Fact: Postpartum depression is a real medical disorder. Having postpartum depression does not make someone a bad mother. 

It does not mean that you are not cut out to be a mom, or that you didn’t want your baby.

7: Postpartum depression is a result of something you did

Fact: Getting postpartum depression is not your fault. It isn’t a result of a shortcoming on your part or how you’re caring for your child.

8: You’ll recover if you just get more sleep

Fact: Fatigue is a big trigger and does contribute to postpartum depression, but having sufficient rest alone will not cure postpartum depression.

9: Nursing mothers with postpartum depression can’t take antidepressants

Fact: Some antidepressants work well for treating postpartum depression with minimal risk to the baby. Some SSRIs like Zoloft are considered the drug of choice since they can be safe for breastfeeding women.

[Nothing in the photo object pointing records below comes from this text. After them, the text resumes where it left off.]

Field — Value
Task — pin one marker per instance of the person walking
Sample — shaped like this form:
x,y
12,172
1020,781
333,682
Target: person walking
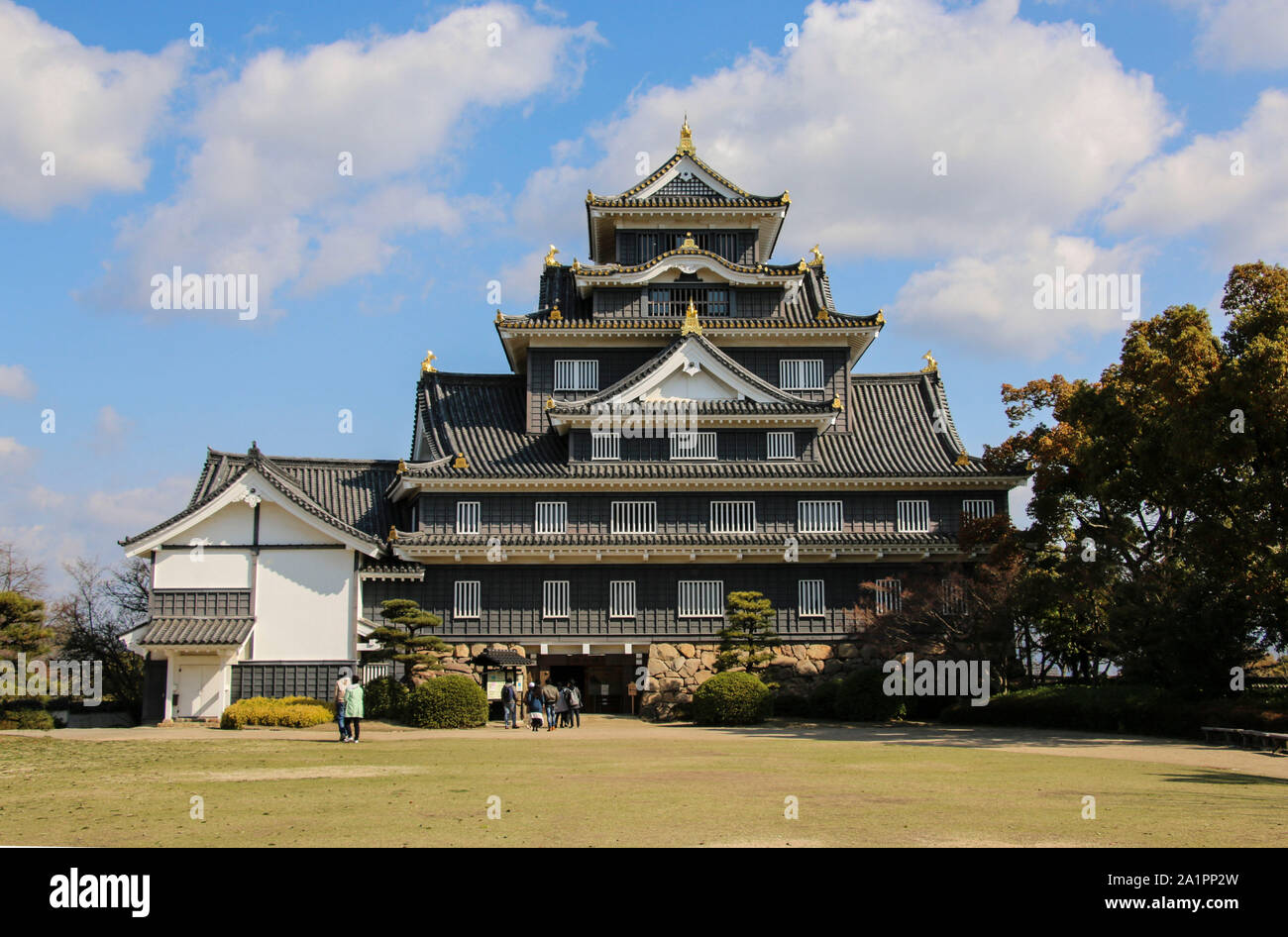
x,y
575,703
509,697
342,686
550,699
562,705
535,703
353,708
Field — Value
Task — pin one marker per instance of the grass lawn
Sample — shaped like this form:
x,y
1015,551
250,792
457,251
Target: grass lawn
x,y
644,785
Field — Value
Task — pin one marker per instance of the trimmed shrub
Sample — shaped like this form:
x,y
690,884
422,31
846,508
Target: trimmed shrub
x,y
861,697
733,697
294,712
449,701
26,718
822,699
384,697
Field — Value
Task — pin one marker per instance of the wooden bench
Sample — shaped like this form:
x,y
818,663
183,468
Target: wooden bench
x,y
1247,738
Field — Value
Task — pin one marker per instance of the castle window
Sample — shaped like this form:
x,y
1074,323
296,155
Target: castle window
x,y
913,516
818,516
889,596
782,444
700,598
605,446
694,444
467,516
554,598
574,374
552,518
621,598
800,373
810,598
733,516
467,598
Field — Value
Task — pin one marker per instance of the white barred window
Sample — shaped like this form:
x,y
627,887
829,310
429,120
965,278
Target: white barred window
x,y
889,596
913,516
694,444
467,516
621,598
605,446
578,374
700,598
554,598
733,518
953,596
810,602
467,598
552,518
634,516
782,444
818,516
800,373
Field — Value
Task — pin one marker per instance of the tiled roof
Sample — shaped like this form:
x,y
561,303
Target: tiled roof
x,y
784,402
346,493
657,541
197,631
483,417
630,198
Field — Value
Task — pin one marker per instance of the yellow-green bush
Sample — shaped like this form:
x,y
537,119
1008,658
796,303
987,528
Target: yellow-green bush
x,y
294,712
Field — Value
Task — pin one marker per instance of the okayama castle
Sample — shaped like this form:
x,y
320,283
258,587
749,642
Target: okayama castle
x,y
681,420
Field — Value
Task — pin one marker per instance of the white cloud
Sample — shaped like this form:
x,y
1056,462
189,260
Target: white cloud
x,y
1240,35
1241,218
990,300
16,382
1038,132
91,108
262,192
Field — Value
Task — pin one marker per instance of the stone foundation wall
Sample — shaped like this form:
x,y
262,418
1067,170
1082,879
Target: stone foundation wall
x,y
677,670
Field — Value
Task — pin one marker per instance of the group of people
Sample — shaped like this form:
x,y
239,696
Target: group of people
x,y
550,705
348,707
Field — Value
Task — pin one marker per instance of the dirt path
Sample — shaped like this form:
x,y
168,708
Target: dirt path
x,y
606,729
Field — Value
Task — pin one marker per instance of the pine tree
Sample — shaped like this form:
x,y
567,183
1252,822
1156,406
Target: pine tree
x,y
748,632
400,639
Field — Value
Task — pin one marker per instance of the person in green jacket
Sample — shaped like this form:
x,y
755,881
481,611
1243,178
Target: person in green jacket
x,y
353,708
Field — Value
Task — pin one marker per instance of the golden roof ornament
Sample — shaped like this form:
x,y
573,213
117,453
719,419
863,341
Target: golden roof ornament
x,y
686,147
691,321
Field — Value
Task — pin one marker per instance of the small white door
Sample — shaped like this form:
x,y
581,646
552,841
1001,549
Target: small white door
x,y
198,691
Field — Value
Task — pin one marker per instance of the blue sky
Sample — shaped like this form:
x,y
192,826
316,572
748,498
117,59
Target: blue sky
x,y
469,158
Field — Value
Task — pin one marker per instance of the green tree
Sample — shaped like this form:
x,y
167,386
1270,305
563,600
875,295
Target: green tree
x,y
403,641
22,626
1159,497
748,632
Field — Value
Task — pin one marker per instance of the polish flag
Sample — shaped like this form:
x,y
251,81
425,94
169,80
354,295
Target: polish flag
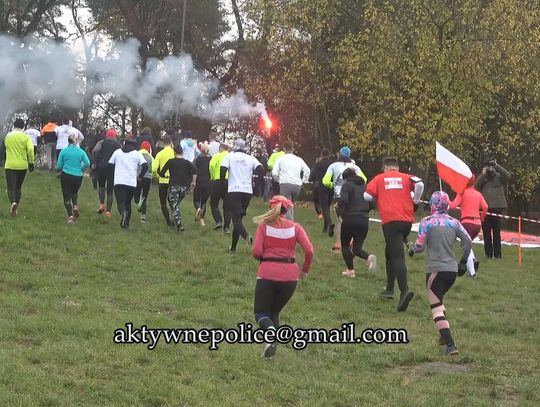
x,y
452,170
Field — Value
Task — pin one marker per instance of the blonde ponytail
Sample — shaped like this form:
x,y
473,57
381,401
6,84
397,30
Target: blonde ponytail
x,y
269,217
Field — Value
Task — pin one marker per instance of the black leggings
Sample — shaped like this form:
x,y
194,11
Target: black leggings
x,y
270,298
326,195
124,196
14,180
142,191
491,229
70,190
163,193
355,230
395,234
238,203
105,176
219,192
200,197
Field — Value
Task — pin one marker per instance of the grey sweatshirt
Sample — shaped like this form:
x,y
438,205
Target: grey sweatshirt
x,y
438,233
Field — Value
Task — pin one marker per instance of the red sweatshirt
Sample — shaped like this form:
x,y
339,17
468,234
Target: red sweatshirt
x,y
278,240
470,201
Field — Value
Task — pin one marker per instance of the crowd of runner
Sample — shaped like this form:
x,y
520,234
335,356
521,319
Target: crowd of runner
x,y
219,174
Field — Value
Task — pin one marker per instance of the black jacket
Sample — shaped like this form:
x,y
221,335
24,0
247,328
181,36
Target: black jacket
x,y
351,204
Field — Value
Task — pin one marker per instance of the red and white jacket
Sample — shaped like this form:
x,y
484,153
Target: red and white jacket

Of course, you should consult your doctor prior to use of any antidepressant.

10: Pregnant women don’t get depressed

Fact: Women do get depressed while pregnant. Pregnancy does not insulate you from depression. In fact, because of the dramatic physiological changes in your body, rates of depression may increase during pregnancy.

If you are unsure if you are experiencing PPD, check in with Postpartum Support International to locate resources in your area. Remember, we are all different, so everything isn’t exactly the same for everyone. If you don’t like how you are feeling, then that’s enough reason to do something about it.